I am thinking about doing a .223 build as a designated night hunting rifle. I have already selected the upper. A DPMS flat top with a 16" heavy chrome moly barrel. Any of you fellers know where might be a good source for a complete lower receiver assembly like a (preferably) DPMS, or Olympic, Stag, etc. etc. that might run a little less than an arm and a leg?







Any suggestions are appreciated.


----------



## El Gato Loco (Jan 15, 2010)

There are a lot of options out there for lowers, but from what I understand, very few companies actually machine their own lowers.
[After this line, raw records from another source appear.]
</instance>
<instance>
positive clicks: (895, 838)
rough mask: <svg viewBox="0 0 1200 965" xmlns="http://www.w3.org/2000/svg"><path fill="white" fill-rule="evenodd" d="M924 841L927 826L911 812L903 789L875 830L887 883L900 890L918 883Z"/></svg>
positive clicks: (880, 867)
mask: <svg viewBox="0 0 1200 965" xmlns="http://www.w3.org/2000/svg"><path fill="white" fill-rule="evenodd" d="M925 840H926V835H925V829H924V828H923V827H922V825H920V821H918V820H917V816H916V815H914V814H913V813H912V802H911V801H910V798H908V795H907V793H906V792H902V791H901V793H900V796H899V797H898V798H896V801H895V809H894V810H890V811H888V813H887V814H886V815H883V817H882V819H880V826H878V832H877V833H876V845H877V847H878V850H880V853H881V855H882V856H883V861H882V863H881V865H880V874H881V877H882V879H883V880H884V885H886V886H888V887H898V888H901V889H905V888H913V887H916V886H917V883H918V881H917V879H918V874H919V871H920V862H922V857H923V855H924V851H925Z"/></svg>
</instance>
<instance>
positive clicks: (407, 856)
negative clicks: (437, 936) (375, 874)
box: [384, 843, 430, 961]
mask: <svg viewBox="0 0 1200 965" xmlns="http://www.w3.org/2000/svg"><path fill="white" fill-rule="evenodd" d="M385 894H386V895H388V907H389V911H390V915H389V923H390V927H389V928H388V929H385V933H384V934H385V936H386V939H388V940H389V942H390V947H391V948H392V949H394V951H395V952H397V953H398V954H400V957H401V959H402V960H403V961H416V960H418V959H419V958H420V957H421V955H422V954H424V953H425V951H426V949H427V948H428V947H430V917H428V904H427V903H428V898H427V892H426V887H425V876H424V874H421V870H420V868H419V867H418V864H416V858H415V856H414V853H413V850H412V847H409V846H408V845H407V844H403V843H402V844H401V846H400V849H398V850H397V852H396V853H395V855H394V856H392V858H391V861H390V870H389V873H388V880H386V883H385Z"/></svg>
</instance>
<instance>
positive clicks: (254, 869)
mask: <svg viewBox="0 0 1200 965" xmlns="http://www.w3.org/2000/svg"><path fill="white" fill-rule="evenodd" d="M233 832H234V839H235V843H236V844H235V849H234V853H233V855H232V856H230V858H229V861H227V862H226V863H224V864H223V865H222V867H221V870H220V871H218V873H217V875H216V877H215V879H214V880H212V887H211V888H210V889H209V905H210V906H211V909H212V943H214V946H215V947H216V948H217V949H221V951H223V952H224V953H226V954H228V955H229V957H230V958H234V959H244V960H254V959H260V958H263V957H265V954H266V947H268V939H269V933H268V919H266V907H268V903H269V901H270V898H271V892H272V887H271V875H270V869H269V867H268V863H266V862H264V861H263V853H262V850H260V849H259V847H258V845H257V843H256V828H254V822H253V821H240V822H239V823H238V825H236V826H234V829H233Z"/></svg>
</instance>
That means most of them come from the same place.

I went on this search last year because I was going to build a couple more AR's. Unfortunately I also picked up a few whole guns, and now I don't plan to finish building these.

I found Spikes Tactical to make some great quality lowers... and they look sharp too. I would part with the black one for $100 or the color filled one for $120.

If you went this route, you would likely want to get a different trigger. I think you would be happy with the rest of it though. My FFL is out until next week, but I could ship after that if you want one.

FYI - These were logged in as "Pistol Lowers" which makes them worth a bit more from what ive seen. They can legally be used on a rifle though. Once you go rifle though, you can't go back and use them on a pistol.


----------



## bar-d (Feb 3, 2010)

Chris,
I sent you a PM.
Holler back.


----------



## Kennyd (Jan 25, 2010)

I've got a DMPS upper myself, with a Bushmaster lower. However I also have a Rock River Arms full assembly and have to say that is much better than my Bushmaster.


----------



## bar-d (Feb 3, 2010)

Kennyd said:


> I've got a DMPS upper myself, with a Bushmaster lower. However I also have a Rock River Arms full assembly and have to say that is much better than my Bushmaster.


What DPMS upper do you have? I am going with an A3 flat top w/16" bull barrel.


----------



## Kennyd (Jan 25, 2010)

It's an upper I won in a contest. Custom DMPS 16" bull barrel 1-9 twist. Shoots 1/2min with ease.


----------



## wilded (Feb 10, 2010)

here is where I bought mine and had it shipped to my dealer. RGUNS - DPMS 5.56mm AR-15 Lower Receivers: Select Configuration


----------



## bar-d (Feb 3, 2010)

wilded said:


> here is where I bought mine and had it shipped to my dealer. RGUNS - DPMS 5.56mm AR-15 Lower Receivers: Select Configuration


That is where I ordered my upper wilded. Bookmarked the site for future projects.


----------